Abstract
According to the efficient coding hypothesis (Barlow, 1959), neural coding serves to reduce statistical dependencies present in visual images, eliminating redundancies and thus yielding more compact perceptual representations. It has been shown (Kersten, 1987) that humans can invert these representations to generate accurate perceptual predictions of information missing in the image.
Like the brain, Generative adversarial networks (GANs) learn a hierarchical representation that can be inverted to make predictions in the image domain. Here, we explore to what degree GANs can serve as a model for the progression in statistical independence seen in the brain. We do this by assessing the degree to which observers can estimate missing information at each layer of a Wasserstein GAN (wGAN). If the GAN’s encoding of the image parallels our neural encoding, human ability to predict unit activations should decline from shallow layers near the image domain to deeper layers within the wGAN.

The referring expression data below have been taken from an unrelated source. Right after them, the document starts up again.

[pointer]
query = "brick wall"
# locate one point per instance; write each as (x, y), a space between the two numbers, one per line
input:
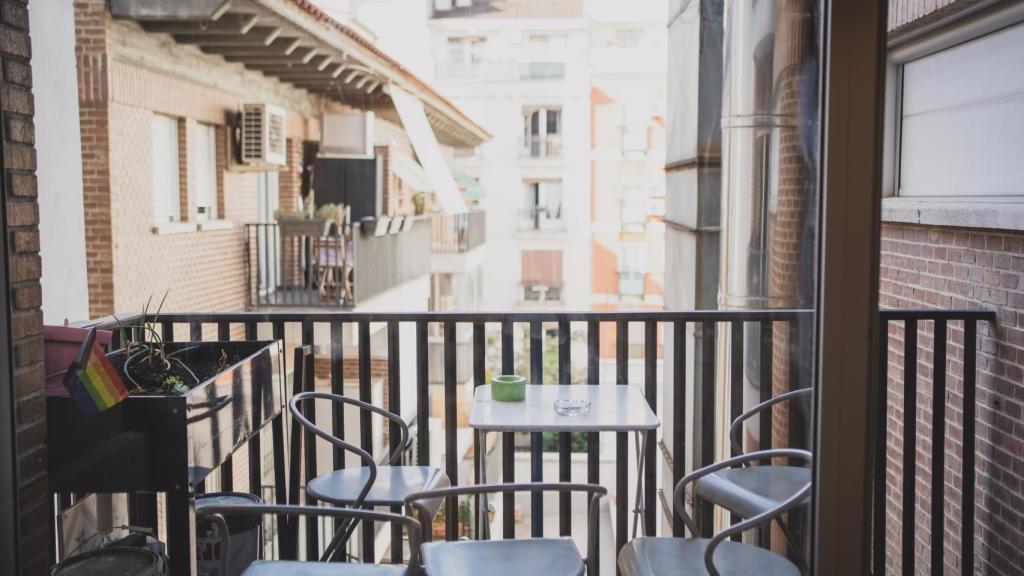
(25, 292)
(934, 266)
(200, 269)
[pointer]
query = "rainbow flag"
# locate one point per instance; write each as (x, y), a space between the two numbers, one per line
(92, 381)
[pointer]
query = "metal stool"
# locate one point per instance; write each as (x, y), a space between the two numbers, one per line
(551, 557)
(696, 557)
(216, 513)
(375, 484)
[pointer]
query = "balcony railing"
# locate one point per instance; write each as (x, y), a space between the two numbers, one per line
(771, 337)
(296, 264)
(458, 233)
(542, 147)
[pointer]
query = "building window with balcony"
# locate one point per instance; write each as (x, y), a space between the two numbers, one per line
(543, 209)
(634, 209)
(632, 268)
(542, 276)
(205, 154)
(629, 37)
(164, 156)
(955, 132)
(463, 58)
(542, 132)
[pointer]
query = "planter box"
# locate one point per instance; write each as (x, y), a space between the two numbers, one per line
(165, 443)
(315, 228)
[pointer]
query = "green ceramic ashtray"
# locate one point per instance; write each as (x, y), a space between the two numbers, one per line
(508, 387)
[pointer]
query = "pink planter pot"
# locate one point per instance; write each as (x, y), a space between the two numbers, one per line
(60, 343)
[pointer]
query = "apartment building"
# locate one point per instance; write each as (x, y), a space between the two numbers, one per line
(523, 67)
(172, 178)
(628, 93)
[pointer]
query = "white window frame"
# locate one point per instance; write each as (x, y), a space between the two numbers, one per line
(161, 183)
(205, 154)
(961, 211)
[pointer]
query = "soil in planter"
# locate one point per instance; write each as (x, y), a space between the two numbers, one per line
(205, 362)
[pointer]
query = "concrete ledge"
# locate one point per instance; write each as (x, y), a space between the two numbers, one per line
(982, 212)
(216, 224)
(167, 229)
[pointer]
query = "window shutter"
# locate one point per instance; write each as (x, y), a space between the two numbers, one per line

Method: A wGAN was trained on CIFAR10. Images were generated by randomly sampling values in the latent layer, and then propagating activations through the network to the image. In each trial, a target unit in one of five layers of the wGAN was randomly selected for analysis. Observer estimates of target activations were identified with a nested adjustment task (Bethge, 2007) involving a telescoping sequence of image triplets. Each triplet was generated using three different values for the target unit, and observers had to select the image that appeared most natural.
Results: We observed a systematic decrease in Pearson correlation between true and estimated values of target unit activations as we advanced from shallow layers near the image domain to deep layers, reflecting an increase in perceptual independence as a function of depth. Thus wGANs may form a reasonable model for the progressive elimination of perceptual redundancies in human visual coding.